Historical Fiction and the Power of Stories

When I look back at my early reading life, I see it dominated by a particular kind of story. A young girl, generally middle grade age but sometimes older or younger, is the protagonist in a story that takes place sometime between the American Revolution and the dawning of the 20th century. Beginning with the American Girl books and pressing forward through Anne of Green Gables, Little House on the Prairie, and The All-of-a-Kind Family, I traveled across time, absorbing experiences from the adolescent days of Cleopatra in The Royal Diaries, a Dear America spinoff, to the Vietnam-era moral concerns of Molly MacKenzie Flaherty in Where Have All the Flowers Gone?, a Dear America diary set in 1968 Boston. Ever the dedicated reader, I picked up tidbits along the way that I would later have fleshed out for me in school and beyond as I turned to more nonfiction works on the subjects I had first been introduced to as a kid.

The two great loves of my work and academic life are books and history. The books came first, enticing me with the ability to step completely into a world that may not have been entirely factual, but gave me a sense of what it felt like to live in the past, and the curiosity about those time periods followed. After reading the books (and receiving the doll) of American Girl Molly, who lived on the World War II home front, I took every opportunity I could to quiz my grandma about her own experiences as a kid in the 1940s and flipped through my parents’ copy of Life at 100 to see photos from the war. These passions eventually led my to my career: first as a social studies teacher, and now as a school librarian.

If you’ve ever been in a history class, which you probably have, there are two common things that happen. The first, is that a student complains they don’t like history because it involves the memorization of dates and names in a boring cycle. The second, is a teacher who proudly announces that the class will NOT focus on the memorization of dates or names, but rather on the overall themes that the course material covers. This is treated like a revolutionary statement, meant to draw students into the material, but what it should really say is that while, yes, dates are nice for context, they don’t reveal what history really is. In other words, dates alone lack a story.

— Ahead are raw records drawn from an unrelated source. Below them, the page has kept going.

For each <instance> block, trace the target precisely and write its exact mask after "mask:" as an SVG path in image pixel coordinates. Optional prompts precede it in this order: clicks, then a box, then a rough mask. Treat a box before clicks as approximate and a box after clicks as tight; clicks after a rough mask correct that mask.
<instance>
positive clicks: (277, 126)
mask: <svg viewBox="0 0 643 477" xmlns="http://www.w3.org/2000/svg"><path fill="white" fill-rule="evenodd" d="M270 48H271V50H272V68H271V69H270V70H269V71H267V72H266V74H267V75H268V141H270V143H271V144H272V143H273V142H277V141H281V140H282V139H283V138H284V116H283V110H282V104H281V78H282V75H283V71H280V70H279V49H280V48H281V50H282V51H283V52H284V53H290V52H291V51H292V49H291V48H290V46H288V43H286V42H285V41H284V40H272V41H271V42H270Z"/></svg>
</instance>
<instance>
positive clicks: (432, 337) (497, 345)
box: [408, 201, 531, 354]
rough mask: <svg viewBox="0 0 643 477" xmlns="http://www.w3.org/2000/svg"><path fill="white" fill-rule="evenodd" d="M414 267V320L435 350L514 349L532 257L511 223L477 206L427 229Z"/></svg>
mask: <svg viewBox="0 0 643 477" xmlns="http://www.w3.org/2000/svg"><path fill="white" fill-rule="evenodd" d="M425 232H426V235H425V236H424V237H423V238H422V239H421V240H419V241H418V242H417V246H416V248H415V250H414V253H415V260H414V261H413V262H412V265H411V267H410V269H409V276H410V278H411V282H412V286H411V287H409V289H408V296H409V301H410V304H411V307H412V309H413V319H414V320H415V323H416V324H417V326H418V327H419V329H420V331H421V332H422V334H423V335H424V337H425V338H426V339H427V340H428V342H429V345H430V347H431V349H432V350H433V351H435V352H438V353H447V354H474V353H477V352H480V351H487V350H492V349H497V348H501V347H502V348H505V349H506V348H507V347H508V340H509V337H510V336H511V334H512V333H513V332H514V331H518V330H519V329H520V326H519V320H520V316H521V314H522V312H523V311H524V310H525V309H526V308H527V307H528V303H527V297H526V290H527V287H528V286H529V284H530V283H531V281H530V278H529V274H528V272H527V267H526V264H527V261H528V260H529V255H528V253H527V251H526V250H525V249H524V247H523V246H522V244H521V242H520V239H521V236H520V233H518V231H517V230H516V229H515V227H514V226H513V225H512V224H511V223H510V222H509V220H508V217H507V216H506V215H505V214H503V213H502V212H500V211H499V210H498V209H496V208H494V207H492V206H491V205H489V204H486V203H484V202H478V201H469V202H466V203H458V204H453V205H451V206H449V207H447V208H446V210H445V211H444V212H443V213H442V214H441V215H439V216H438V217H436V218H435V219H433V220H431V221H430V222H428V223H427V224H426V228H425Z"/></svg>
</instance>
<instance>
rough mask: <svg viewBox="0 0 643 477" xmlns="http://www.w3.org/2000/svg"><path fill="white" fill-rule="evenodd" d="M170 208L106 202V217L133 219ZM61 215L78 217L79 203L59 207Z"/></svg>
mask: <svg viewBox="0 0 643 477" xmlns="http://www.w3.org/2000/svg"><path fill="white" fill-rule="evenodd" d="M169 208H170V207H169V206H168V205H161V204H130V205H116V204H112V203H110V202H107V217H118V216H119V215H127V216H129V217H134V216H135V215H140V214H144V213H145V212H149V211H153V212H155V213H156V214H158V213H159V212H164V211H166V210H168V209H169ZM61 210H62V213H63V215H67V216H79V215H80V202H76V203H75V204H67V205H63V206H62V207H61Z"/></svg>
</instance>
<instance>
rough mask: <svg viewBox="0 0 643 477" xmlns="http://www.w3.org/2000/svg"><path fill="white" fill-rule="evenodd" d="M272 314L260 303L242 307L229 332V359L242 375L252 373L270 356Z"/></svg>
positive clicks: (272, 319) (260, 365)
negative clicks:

I have a degree in history as well as several years teaching it to others. I regularly read or listen to podcasts on historical topics that interest me, and I love a good, historical footnote. But if you ask me what I remember most about all the time periods I have studied, my most vivid accounts come not from a textbook or a timeline, but from the books I read. I can tell you about the youngest sisters in The All-of-a-Kind Family buying penny candy and fresh lox at the turn of the century and talk about how their family represented the working class experience in New York City at that time. I can recount for you the nasty plate of turnips that Molly refused to eat in Meet Molly: An American Girl and then explain why food waste was seen as so shameful during that era. I can read Wilfred Owen’s poems or Tim O’ Brien’s The Things They Carried to a military history class, and drive home the costs of war in a way that I would never be able to with PowerPoint slides alone. Some of these books are works of fiction while others are rooted in actual experiences, but all of them have added to my understanding of the historical narrative. As a history teacher, I loved to weave the different events of history together for my students to help them understand how everything is connected, and I hope that by doing so I made them more interested in the stories that illuminated the causes and effects of events in the past, rather than in memorizing just enough to pass a test.

Since I was a kid devouring historical fiction, there’s been a much needed conversation about whose story, exactly, is being privileged in both books and in how we study history. Critical reconsiderations of, for example, the work of Laura Ingalls Wilder are crucial in developing a more equitable, historical narrative. While series like American Girl and Dear America do include BIPOC protagonists, many of the heavy hitters in historical fiction for young people were exploring it from a very Eurocentric perspective when I was growing up. Part of my education has been unlearning these stereotypes and giving a platform to the stories of those who have been silenced.

Ultimately, I love history for the same reason I love books—when you open it up, someone’s story comes to life. I believe that first encountering the field of history through storytelling is what ultimately enabled me to love the subject and has led me to approach it not as the study of specific points in time, but as one long, interconnected narrative. These books opened a gateway to my understanding of the past, and have allowed me to develop a love of both history and reading in the present.